If John makes a claim on his personal auto policy, the insurer may be tempted to cite the exclusion for “mechanical or electrical breakdown or failure.” This would be incorrect interpretation of that exclusion, however, since the lead-in wording says the exclusion applies to “damage due and confined to” the electrical breakdown. In this case, the damage was not due to spontaneous electrical failure as contemplated by the exclusion; rather it was caused by human negligence and the resulting damage is covered.

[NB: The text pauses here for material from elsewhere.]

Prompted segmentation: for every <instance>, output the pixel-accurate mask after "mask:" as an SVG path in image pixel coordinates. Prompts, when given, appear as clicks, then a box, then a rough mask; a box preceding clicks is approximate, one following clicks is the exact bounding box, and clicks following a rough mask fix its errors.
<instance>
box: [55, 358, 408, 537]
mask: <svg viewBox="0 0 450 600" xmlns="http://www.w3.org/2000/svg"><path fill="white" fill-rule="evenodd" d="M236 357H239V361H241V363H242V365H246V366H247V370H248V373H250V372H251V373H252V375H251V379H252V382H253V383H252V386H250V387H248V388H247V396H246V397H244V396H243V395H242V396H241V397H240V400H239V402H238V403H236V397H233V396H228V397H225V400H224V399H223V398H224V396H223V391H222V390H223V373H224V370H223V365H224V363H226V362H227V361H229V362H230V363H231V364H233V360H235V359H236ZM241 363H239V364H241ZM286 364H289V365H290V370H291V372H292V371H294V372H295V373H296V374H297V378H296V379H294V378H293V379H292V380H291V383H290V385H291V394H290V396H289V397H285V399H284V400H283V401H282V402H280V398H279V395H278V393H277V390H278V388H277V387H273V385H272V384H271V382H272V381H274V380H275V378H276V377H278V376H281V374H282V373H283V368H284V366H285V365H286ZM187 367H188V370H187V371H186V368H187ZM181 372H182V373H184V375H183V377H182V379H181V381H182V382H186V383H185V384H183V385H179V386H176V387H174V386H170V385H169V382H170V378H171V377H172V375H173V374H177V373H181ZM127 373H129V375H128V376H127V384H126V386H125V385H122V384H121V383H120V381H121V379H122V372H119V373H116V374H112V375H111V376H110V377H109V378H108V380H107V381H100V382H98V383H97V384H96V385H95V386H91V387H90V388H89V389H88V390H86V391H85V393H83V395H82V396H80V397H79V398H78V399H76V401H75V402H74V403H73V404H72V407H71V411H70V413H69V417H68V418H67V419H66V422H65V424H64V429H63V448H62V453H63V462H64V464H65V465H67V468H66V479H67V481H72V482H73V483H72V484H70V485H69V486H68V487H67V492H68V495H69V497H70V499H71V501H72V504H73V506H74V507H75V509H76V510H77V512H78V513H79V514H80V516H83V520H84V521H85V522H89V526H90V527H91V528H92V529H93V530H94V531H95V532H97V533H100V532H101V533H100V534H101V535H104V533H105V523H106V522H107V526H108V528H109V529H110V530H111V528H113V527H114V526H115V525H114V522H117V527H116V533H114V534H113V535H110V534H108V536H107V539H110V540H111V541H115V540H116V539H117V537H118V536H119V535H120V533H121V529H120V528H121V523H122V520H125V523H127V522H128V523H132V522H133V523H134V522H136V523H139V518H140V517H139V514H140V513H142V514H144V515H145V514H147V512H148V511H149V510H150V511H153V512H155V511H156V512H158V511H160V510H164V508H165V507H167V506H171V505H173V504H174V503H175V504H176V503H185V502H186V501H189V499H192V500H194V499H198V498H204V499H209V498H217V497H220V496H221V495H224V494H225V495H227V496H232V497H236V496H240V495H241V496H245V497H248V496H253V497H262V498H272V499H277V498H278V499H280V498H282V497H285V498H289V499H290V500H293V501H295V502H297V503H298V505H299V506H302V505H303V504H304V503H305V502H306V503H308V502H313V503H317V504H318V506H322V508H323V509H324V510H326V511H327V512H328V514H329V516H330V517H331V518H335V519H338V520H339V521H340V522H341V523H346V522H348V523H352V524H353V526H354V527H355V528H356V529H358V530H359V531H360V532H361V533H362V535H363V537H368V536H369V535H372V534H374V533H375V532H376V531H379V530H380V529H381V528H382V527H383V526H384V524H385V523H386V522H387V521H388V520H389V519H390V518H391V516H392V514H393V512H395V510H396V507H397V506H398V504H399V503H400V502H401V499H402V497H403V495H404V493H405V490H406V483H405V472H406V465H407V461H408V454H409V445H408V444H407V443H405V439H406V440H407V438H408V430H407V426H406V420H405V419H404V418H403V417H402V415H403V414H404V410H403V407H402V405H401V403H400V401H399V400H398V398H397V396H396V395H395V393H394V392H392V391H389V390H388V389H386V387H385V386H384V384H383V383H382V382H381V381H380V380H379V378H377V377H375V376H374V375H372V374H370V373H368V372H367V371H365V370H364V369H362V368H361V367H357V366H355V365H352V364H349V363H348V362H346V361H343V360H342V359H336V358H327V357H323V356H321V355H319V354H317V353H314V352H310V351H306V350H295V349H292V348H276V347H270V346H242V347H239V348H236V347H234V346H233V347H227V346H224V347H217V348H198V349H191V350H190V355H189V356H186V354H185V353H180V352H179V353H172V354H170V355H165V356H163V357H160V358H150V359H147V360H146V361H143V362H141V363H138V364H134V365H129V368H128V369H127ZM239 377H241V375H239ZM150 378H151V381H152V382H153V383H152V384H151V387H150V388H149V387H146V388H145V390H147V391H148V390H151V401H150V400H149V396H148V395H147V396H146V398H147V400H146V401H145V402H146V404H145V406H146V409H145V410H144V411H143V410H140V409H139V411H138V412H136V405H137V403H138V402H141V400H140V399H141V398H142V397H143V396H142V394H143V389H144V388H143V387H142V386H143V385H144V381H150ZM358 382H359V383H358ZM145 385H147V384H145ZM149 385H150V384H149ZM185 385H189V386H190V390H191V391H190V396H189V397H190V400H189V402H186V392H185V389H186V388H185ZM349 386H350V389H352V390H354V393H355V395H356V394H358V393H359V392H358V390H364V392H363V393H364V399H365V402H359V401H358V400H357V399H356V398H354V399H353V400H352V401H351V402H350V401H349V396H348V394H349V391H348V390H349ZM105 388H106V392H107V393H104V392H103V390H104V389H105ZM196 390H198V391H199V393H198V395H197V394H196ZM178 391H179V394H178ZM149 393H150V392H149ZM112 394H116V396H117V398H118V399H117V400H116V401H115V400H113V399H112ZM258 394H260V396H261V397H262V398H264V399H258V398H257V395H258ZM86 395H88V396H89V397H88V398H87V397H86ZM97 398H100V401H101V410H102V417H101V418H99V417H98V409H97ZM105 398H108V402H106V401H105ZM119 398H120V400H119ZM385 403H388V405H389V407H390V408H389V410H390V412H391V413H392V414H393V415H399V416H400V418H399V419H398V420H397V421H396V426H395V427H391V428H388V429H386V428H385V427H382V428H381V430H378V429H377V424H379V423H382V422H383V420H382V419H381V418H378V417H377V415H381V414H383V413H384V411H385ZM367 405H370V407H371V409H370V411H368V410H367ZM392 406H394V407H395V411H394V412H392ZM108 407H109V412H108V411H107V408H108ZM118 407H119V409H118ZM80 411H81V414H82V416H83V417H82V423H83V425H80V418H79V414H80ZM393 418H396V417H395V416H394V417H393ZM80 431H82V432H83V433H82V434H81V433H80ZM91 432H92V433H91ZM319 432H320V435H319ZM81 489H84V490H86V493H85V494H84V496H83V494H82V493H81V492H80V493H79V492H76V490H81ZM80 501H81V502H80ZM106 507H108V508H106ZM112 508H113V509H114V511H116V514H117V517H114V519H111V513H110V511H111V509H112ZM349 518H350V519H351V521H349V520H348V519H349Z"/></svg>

If John makes a direct claim or John’s insurer subrogates against Sally, where is the coverage for Sally? (Note: the non-subrogation provision in the physical damage section only applies to someone who is using the vehicle with permission; Sally wasn’t using John’s vehicle.) Under either the ISO PAP, the liability coverage applies to damages for property damage for which Sally is legally responsible because of an auto accident arising out of the maintenance of any auto. John’s vehicle is not being used by Sally or in her care, so the care-custody-control exclusion doesn’t apply. The only provision that could cause a coverage issue is the limitation of coverage to an “auto accident.” But court cases have ruled that an “auto accident” occurs when (1) one or more vehicles are involved with another vehicle, an object, or a person, (2) the vehicle is being used, including exit or entry, as a motor vehicle, and (3) a causal connection exists between the vehicle’s use and the injury-producing event. In our opinion, this accident meets these three tests and the PAP liability coverage would apply. The homeowners insurance policy wouldn’t typically apply because it has an exclusion which applies to the maintenance of any motor vehicle.